What did you do in Chengdu? One year teaching English, the rest playing music. Oh, and lots of, uh, recreational activities. What did you intend to do here? Play music and soul search. Did you succeed? Mostly. What made you leave? Needed a change. What did you learn from living here? Time is of the essence; never take it for granted. Find something you love to do and devour it. Your most colossal failure in Chengdu: Failure to ground myself and find stability. Everything always so tenuous; work, people, friends, lovers, taxis—everything in constant flux. The dizziness sort of drove me to the edge. Did living here alter your life plan? Yes, definitely, though I didn't really have a life plan to begin with. Chengdu was a blank slate for me. I found a voice there. What do you miss? Do you plan to return ever? Liangban huanggua! For the food, yes ... someday. And Café Panam(e) and Proximity Butterfly (shout out to Heather and Joshua!) and Boss Ma (hey guys!). Should I stay or should I go? Do whatever will challenge you to be a better person. • Melissa wrote the controversial "How Not to Be in a Relationship" in issue 1 and "How to Be in a Long-Distance Relationship" in issue 26 as well as "Couch for Transients" in issue 2.
Student, from Northern Germany, living in Bremen, Germany. In Chengdu summer 2009 to summer 2010.
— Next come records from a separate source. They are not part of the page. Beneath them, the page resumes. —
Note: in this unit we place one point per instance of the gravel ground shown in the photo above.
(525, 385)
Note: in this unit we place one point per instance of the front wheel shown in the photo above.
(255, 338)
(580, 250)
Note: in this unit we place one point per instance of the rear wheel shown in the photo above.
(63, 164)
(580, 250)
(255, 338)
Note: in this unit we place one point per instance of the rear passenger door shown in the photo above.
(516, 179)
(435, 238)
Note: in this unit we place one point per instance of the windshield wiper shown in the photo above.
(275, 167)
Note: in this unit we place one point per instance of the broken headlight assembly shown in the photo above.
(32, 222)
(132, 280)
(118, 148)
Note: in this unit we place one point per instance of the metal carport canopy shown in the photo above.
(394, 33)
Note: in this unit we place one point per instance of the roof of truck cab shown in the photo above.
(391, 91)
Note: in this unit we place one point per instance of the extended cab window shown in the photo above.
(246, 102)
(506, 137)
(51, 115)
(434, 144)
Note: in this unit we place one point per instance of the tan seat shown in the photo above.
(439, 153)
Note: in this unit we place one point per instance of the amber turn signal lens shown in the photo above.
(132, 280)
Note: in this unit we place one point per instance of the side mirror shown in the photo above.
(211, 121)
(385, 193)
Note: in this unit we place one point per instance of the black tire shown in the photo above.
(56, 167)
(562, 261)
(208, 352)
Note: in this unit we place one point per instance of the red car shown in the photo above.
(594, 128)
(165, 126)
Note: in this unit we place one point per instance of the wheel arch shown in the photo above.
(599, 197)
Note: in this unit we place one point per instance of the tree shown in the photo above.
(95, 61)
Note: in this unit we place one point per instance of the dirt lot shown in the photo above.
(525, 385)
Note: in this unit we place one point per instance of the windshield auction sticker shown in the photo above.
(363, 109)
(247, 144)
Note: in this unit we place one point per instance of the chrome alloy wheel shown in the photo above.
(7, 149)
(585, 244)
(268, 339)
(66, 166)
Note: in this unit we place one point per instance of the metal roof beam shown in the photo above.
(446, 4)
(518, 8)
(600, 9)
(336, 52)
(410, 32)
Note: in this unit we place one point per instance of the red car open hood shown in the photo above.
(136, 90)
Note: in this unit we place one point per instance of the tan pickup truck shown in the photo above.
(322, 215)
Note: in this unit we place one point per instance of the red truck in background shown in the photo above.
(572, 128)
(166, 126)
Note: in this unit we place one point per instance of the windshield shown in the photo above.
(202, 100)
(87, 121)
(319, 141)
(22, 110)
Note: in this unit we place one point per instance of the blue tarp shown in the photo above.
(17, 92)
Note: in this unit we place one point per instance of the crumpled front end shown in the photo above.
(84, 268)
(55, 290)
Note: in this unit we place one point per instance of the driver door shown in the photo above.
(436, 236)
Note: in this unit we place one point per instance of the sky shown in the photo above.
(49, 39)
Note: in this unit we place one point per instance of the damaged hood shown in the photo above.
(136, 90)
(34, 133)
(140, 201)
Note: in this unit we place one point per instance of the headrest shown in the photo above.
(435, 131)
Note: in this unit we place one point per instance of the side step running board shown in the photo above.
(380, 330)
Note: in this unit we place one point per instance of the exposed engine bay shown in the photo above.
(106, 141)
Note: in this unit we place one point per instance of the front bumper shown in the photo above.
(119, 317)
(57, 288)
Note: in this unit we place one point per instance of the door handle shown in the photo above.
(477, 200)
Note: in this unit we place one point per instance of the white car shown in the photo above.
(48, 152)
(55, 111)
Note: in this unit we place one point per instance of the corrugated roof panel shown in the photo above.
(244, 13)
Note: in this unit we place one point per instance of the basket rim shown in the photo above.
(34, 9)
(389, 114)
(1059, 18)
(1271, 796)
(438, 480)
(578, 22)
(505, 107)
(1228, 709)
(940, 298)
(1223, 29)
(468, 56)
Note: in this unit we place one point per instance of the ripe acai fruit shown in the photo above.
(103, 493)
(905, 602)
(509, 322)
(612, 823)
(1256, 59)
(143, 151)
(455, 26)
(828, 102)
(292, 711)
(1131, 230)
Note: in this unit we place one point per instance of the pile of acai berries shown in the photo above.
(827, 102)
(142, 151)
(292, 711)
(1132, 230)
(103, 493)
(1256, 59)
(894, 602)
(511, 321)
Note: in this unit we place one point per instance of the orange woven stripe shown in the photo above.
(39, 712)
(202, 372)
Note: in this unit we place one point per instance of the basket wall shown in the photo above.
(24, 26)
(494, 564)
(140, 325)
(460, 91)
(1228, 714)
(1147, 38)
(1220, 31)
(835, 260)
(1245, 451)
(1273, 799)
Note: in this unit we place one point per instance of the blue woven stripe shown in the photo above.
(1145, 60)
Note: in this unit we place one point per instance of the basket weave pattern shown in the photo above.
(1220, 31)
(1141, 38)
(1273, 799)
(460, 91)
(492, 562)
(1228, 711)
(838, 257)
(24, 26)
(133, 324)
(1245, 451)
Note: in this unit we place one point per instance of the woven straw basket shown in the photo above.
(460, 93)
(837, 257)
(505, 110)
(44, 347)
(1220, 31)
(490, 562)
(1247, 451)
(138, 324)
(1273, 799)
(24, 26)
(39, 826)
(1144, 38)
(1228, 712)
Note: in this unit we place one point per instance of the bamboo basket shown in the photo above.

What did you do in Chengdu? Study, travel, party, and an internship. What did you plan to do in Chengdu? Study and an internship. I had to do that in my curriculum. Did you succeed? I did that okay. Could have traveled more and seen more of Chengdu than just Dave's Oasis. What made you ultimately leave? The end of my year abroad and a now-ex-girlfriend at home. What did you learn from living here? There are more flavors than just salty, spicy, sweet, bitter, and sour. There is mala and suanla. That definitely expanded my mind. I can love a city, even if there is no sun ever. Your biggest failure in Chengdu: Not giving the lunatic(??) beggar a one-kuai note. Maybe that would have prevented him from attacking me twice in front of Dave's, first with mud and later with a huge bamboo stick. At least it got me free beer! Did staying in Chengdu alter your life plan? I see things more relaxed now. There might be no ultimate life plan anymore. What do you miss? Do you plan to return ever? I miss the concerts at Little Bar, the shaokao lady in front of my apartment, riding my bike through the city, drinking 528, the Orange Bar in Flower Town. Of course I'm gonna come back sometime. Should I stay or should I go? I let you decide. But wait until you've been to the Zebra Music Festival. • Gregor was on the CHENGDOO citylife distribution team while he was in Chengdu.